I don't often read brand-new novels, but when I saw several glowing reviews of Peter Cameron's "Coral Glynn," and when I found it by accident in the public library where I am teaching my annual writing workshop, I decided to give it a try.
Somehow, I was hooked; maybe the length of the novel (about 200 pp.) suggested that I could read it in an hour or two; maybe the clarity and intelligence of the style appealed to me, along with the fact that the story was set in England in 1950.
The remarkable thing about this is that the author is an American and is one of those insightful and brave male writers who is able to create a credible female heroine in the tradition of Jane Austen and Barbara Pym. Or the Brontes, since the title character, a nurse, is rather like Jane Eyre--alone in the world, nervously reacting to the complexities of a society she knows little of.
So we have a novel of manners, a social novel whose tone is made possible--and this is the main point I want to make--by his years of reading novels of this type and listening to English people talk in print, in movies, and in real life, too.

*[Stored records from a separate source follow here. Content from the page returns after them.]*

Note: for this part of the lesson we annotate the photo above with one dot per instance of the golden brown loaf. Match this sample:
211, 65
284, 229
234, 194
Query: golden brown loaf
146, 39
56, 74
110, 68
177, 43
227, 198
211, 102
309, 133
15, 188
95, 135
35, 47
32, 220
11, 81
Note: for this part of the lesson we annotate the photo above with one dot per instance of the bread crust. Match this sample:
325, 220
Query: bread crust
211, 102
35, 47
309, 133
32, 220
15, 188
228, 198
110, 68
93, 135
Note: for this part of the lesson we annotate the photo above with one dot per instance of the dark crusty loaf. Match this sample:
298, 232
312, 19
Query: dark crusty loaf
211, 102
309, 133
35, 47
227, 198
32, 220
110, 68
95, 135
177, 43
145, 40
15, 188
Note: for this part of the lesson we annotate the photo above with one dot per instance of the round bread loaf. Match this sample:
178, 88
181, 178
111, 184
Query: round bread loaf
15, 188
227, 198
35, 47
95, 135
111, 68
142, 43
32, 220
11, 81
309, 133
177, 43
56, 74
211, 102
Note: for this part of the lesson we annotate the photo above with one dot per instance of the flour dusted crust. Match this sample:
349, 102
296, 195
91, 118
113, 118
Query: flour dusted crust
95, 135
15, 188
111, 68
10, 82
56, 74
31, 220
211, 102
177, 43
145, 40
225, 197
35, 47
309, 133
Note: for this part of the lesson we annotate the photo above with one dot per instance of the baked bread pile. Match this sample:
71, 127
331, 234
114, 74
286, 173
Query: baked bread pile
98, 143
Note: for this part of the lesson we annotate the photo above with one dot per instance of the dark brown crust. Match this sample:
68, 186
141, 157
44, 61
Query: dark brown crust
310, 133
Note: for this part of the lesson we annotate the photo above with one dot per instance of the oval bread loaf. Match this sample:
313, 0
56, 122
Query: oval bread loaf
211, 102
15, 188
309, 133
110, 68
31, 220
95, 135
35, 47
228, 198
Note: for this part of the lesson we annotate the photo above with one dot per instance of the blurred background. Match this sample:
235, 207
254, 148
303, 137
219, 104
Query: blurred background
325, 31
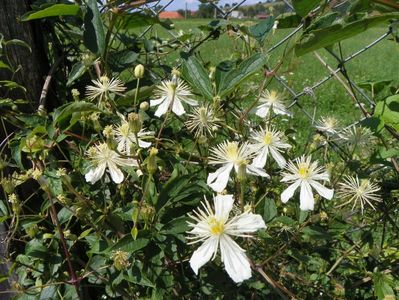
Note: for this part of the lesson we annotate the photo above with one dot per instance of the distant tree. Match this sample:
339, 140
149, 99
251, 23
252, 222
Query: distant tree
182, 12
205, 11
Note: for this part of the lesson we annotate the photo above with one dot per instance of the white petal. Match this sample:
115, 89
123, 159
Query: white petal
95, 174
244, 223
289, 191
218, 180
204, 253
116, 174
235, 261
178, 108
162, 108
157, 101
278, 158
322, 190
262, 110
190, 101
223, 206
306, 197
260, 160
143, 144
256, 171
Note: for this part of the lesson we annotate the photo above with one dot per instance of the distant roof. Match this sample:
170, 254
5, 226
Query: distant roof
170, 15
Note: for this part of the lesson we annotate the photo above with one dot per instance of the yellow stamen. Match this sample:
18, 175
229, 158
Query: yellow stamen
216, 226
268, 138
303, 170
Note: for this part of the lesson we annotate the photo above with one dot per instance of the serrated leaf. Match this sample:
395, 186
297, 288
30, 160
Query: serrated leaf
93, 35
78, 69
330, 35
65, 111
195, 74
261, 30
53, 11
387, 110
129, 244
383, 285
246, 69
288, 20
135, 20
303, 7
269, 210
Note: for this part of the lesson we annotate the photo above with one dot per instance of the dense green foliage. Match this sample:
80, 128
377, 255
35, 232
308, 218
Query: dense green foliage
73, 234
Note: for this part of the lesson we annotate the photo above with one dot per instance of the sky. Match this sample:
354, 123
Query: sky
193, 4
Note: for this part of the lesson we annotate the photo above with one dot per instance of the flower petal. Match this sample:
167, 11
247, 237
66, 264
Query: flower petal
116, 174
162, 108
204, 253
322, 190
247, 222
157, 101
306, 197
223, 206
289, 192
95, 174
178, 108
143, 144
260, 160
235, 261
280, 160
256, 171
262, 110
218, 180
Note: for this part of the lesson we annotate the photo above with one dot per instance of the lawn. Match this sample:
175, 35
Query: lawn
301, 72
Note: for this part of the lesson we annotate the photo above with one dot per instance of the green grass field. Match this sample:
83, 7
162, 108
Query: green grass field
375, 64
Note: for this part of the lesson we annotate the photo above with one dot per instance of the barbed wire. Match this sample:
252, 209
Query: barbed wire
306, 90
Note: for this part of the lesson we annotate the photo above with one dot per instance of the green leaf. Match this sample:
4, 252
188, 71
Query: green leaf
288, 20
53, 11
62, 113
135, 20
78, 69
269, 210
128, 244
383, 284
246, 69
3, 65
387, 110
94, 36
260, 30
330, 35
195, 74
49, 292
176, 226
303, 7
316, 232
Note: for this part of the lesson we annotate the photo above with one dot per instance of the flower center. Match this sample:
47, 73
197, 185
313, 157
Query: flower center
273, 97
216, 226
232, 151
203, 115
303, 171
124, 130
267, 139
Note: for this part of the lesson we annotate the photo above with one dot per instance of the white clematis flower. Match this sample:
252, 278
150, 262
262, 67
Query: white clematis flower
231, 155
214, 229
267, 141
328, 125
271, 101
172, 93
103, 87
305, 174
125, 137
102, 157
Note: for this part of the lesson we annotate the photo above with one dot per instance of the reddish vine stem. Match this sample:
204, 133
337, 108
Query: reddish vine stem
53, 212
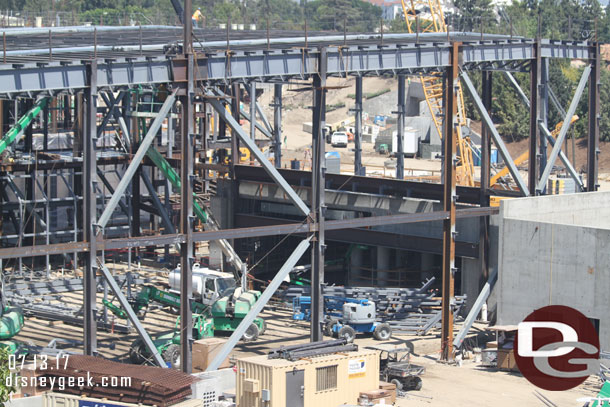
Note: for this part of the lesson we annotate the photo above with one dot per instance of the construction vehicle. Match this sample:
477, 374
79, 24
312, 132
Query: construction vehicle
223, 315
11, 324
357, 316
395, 367
208, 284
427, 16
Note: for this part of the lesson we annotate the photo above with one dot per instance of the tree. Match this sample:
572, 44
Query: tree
471, 14
332, 14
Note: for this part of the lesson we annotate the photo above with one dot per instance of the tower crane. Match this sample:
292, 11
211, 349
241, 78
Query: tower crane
432, 84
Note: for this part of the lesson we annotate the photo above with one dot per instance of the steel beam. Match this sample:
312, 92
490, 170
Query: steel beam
487, 79
89, 212
535, 114
244, 138
358, 128
400, 129
264, 119
136, 160
564, 129
259, 305
449, 198
240, 233
186, 202
277, 124
547, 134
253, 111
514, 171
158, 205
131, 314
594, 118
543, 118
317, 198
476, 308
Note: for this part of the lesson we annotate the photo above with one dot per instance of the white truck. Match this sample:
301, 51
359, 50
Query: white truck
208, 284
339, 139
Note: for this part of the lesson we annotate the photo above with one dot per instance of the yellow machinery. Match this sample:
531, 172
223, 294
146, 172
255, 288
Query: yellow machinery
427, 16
525, 156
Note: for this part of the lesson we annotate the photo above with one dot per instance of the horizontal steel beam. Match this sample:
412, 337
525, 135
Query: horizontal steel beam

The result is a singular achievement for an American: an authentic-sounding English novel that captures the nuances of class, the awkward nervousness of an employee in an upper-class family sixty years ago.

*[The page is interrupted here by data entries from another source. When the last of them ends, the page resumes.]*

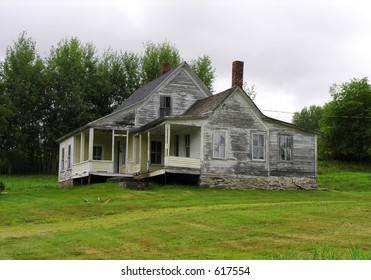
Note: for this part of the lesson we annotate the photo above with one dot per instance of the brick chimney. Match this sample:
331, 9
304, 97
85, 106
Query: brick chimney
165, 67
237, 73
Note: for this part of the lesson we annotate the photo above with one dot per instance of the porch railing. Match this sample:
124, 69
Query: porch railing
183, 162
92, 166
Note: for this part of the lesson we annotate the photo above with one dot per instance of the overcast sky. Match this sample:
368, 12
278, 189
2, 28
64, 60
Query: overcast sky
293, 50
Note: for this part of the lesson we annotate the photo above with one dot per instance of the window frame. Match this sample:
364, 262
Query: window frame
259, 147
69, 156
165, 107
187, 145
156, 152
214, 143
102, 151
176, 145
123, 152
62, 159
291, 148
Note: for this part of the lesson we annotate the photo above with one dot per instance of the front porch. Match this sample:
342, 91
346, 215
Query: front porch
167, 148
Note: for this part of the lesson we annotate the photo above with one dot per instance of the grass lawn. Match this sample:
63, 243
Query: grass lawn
104, 221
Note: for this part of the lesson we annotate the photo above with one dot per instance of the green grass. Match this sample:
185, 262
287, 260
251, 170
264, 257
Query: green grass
40, 221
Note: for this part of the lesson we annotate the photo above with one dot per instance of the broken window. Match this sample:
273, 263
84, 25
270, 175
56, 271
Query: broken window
69, 157
97, 152
176, 145
123, 153
219, 141
62, 159
156, 152
286, 146
187, 142
258, 146
165, 106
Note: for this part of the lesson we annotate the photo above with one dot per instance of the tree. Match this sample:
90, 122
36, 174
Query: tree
204, 70
308, 117
119, 75
346, 121
22, 87
154, 56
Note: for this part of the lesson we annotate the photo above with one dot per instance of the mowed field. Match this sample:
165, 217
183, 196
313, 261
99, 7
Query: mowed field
38, 220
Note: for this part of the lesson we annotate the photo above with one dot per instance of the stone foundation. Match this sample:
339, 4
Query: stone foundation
66, 184
246, 182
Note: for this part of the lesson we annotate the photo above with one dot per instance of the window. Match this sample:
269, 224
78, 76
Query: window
286, 145
219, 144
62, 159
176, 145
165, 106
156, 152
97, 152
69, 157
123, 153
187, 145
258, 146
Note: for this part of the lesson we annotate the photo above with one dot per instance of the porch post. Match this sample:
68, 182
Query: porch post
113, 144
315, 157
167, 143
91, 143
112, 164
140, 152
82, 146
127, 153
148, 149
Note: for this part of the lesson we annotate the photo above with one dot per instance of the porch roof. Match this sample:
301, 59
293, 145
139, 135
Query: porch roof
182, 120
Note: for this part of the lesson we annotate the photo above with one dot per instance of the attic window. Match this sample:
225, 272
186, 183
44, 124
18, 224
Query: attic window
165, 106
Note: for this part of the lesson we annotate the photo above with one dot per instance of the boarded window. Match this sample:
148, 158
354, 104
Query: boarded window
97, 152
165, 106
156, 152
286, 146
219, 140
187, 141
123, 153
258, 146
62, 159
69, 157
176, 145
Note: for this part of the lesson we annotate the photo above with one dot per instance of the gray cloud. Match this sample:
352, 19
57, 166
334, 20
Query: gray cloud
293, 50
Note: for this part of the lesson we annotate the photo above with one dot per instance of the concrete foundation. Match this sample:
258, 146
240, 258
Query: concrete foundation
245, 182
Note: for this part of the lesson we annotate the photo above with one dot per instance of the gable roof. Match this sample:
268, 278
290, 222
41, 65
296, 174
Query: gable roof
206, 106
142, 92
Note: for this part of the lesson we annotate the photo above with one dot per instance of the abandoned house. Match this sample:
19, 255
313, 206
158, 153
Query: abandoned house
175, 125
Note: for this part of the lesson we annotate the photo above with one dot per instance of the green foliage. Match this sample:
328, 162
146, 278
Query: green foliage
204, 70
44, 99
22, 88
119, 75
346, 121
154, 56
308, 117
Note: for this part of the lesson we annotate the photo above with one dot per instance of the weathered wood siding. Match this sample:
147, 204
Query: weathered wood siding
183, 92
239, 122
121, 119
304, 158
65, 173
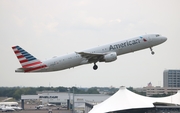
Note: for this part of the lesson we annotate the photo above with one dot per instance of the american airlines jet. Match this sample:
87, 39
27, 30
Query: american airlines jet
104, 53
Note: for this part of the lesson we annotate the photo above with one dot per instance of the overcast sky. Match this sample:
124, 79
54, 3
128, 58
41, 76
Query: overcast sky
47, 28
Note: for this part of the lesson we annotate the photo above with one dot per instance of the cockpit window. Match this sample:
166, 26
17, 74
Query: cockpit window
157, 35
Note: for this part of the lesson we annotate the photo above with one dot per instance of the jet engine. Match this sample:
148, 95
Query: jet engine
110, 57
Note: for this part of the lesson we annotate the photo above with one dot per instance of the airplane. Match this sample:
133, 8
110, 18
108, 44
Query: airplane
105, 53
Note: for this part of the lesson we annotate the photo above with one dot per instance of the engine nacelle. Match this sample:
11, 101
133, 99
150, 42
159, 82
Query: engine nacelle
110, 57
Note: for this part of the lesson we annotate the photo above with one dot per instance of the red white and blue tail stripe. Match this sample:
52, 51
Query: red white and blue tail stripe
29, 63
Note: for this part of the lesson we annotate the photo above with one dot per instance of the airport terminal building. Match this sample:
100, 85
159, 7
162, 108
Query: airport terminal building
62, 99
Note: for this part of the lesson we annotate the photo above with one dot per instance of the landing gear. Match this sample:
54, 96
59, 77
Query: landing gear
95, 67
152, 52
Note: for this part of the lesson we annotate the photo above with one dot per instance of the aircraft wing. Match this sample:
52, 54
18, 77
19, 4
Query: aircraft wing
92, 57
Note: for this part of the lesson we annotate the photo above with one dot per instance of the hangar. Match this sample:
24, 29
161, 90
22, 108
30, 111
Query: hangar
124, 101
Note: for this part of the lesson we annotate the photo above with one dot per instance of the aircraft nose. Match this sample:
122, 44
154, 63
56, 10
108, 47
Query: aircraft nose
163, 39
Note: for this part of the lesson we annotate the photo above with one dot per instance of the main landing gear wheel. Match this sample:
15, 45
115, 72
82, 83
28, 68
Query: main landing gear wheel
95, 67
152, 52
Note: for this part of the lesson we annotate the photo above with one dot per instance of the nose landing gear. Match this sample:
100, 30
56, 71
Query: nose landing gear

It is not, of course, a novel in which much happens in the sense of action; yet a great deal happens in the inner lives of the characters, which is why I read fiction to begin with. How did Cameron learn to create such a fictional world? How did he develop such a fine ear for style?
It is said that all writers borrow, consciously or (more often) unconsciously. We absorb the language and idioms of a place and people and an awareness of our debt to all the writers that have preceded us. This point has been made by T. S. Eliot years ago and later by Harold Bloom in The Anxiety of Influence. In saying that Cameron has a pitch-perfect ear for language, for example, I am borrowing a term, perhaps trite already from overuse by reviewers, that I have read somewhere.

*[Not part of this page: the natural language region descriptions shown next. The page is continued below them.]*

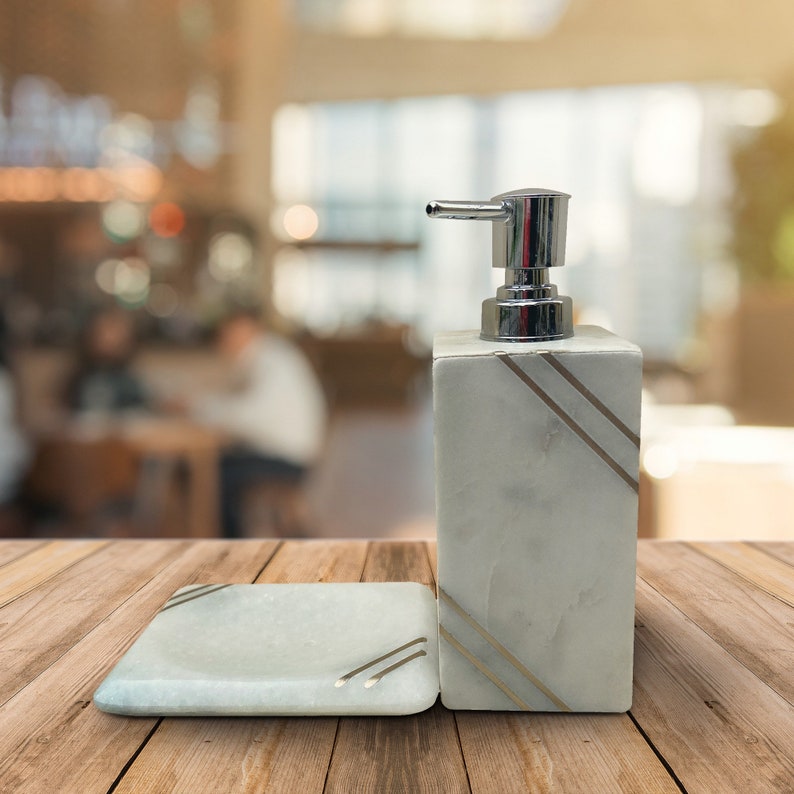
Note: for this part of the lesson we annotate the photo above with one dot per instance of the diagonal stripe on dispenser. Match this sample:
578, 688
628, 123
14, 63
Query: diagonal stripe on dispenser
504, 652
569, 421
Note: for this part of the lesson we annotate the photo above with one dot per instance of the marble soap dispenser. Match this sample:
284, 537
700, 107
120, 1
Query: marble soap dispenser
537, 437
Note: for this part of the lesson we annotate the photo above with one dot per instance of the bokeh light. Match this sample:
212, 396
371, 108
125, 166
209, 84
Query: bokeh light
301, 222
230, 256
122, 220
162, 301
166, 219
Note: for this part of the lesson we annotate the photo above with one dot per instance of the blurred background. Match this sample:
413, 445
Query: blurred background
178, 160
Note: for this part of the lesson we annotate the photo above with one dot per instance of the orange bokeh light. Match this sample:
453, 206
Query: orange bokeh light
166, 219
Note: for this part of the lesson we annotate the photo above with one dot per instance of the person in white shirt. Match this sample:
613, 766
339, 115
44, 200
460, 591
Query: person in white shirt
274, 413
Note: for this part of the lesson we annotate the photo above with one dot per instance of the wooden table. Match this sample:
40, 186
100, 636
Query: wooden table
714, 682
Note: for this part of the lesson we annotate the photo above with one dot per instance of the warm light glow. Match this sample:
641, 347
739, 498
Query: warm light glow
166, 219
139, 183
163, 300
660, 461
127, 279
230, 255
301, 222
122, 220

We all are products of what we hear and experience, and this is especially true of writers. So it should surprise no one when I tell my students that, along with daily writing, there must be wide reading, especially in the genre they aim to write, whether it's non-fiction or fiction.
I am not suggesting they become derivative and avoid originality; rather, that they develop an ear for language that comes after a long immersion in well-crafted prose in which they pay attention to the word choice and sentence style of skillful authors. Then they can move from being writers to being authors themselves.
Robert Louis Stevenson spent three years reading the masters before trying to get published; it was time well spent.